We're not saying TTFT is always more important than total latency — for non-streaming use cases (document processing, classification), only total time matters. But for chat interfaces and copilot-style UX, TTFT dominates the user experience metric, and conflating it with total completion time gives you a misleading picture of how users experience latency.

In practice, TTFT and total completion time are not perfectly correlated across providers. Some providers have very fast TTFT (the model starts generating tokens quickly) but lower streaming token throughput (tokens arrive slowly after the first). Others buffer briefly before streaming but then deliver at high throughput. Measuring both separately, and understanding which matters for your use case, is the correct instrumentation strategy.
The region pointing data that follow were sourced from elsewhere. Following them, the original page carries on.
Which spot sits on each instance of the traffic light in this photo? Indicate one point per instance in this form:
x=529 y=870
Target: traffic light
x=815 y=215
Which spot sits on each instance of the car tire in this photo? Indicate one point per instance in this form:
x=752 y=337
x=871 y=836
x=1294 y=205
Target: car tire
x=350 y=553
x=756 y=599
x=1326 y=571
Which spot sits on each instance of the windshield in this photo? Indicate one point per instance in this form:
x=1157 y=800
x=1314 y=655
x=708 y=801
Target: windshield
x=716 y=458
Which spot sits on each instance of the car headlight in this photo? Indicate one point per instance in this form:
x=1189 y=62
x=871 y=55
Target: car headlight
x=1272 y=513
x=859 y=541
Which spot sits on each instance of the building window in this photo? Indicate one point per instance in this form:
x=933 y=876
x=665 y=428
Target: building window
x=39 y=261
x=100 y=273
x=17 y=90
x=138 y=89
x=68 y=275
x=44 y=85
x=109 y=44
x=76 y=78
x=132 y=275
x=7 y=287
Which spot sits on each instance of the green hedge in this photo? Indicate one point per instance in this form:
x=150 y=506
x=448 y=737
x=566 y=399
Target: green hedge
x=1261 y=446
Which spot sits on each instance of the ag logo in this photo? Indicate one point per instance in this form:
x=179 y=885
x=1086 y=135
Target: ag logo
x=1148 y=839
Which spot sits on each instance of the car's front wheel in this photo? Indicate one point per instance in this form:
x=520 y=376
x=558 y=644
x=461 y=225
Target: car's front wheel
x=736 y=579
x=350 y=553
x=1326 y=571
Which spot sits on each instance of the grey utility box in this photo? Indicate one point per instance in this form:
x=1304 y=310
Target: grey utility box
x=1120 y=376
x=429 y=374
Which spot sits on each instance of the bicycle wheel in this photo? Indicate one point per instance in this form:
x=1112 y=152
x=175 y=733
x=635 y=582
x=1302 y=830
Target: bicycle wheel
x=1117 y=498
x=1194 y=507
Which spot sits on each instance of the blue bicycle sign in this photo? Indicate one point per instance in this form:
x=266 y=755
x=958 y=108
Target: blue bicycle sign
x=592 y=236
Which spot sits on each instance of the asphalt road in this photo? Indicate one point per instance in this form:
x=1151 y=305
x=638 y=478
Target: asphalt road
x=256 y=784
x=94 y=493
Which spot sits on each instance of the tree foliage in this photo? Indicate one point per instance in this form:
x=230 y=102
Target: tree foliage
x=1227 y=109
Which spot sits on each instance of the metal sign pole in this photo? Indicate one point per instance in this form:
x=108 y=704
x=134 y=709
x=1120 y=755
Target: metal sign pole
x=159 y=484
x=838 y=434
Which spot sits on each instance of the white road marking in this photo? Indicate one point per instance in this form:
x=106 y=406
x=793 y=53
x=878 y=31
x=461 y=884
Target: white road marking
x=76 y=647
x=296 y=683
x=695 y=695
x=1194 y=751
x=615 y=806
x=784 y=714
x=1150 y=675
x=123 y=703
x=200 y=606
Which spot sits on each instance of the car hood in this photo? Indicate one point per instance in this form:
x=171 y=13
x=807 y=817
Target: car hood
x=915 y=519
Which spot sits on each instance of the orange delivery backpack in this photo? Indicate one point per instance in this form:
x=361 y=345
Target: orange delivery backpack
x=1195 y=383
Latency Regression Detection: The P99 Alert Problem

Model version updates from providers introduce latency regressions without notice. This has happened with documented model version changes across multiple providers — where a "minor update" to a model changes the token generation characteristics enough to shift P95/P99 by 20–40% on certain prompt shapes.

Consider a chat application where the system prompt includes structured output requirements (JSON schema, specific field ordering). A model update that changes how the model processes schema-constrained outputs can materially slow completion time for that specific prompt structure while leaving general P50 unaffected. If your alerting watches aggregate P50, you miss it.

Effective latency regression detection requires: baseline P99 by model version, alerts on P95/P99 divergence rather than P50, and correlation between latency shifts and model version identifiers returned in response headers. Most providers return model version information in the response — this should be tagged on every request record, not treated as static.

Implications for Provider Selection and Routing

The practical takeaway from production latency data isn't "provider X is better than provider Y." Provider performance is workload-specific, region-specific, and tier-specific enough that blanket comparisons mislead more than they inform.

What the data does support: multi-provider routing with real-time latency awareness is the correct architecture for latency-sensitive applications. Routing 100% of traffic to a single provider means you absorb 100% of that provider's bad P99 days. With fallback routing — where requests that hit a TTFT threshold are retried against a secondary provider — you can shave significant width from your tail without changing your primary provider at all.

The prerequisite for multi-provider routing is unified latency instrumentation: the same measurement methodology, the same percentile calculations, across all providers simultaneously. Without that, you're routing based on intuition about which provider "feels faster" rather than measured percentile comparison. That's the instrumentation problem worth solving first, before any routing architecture decisions.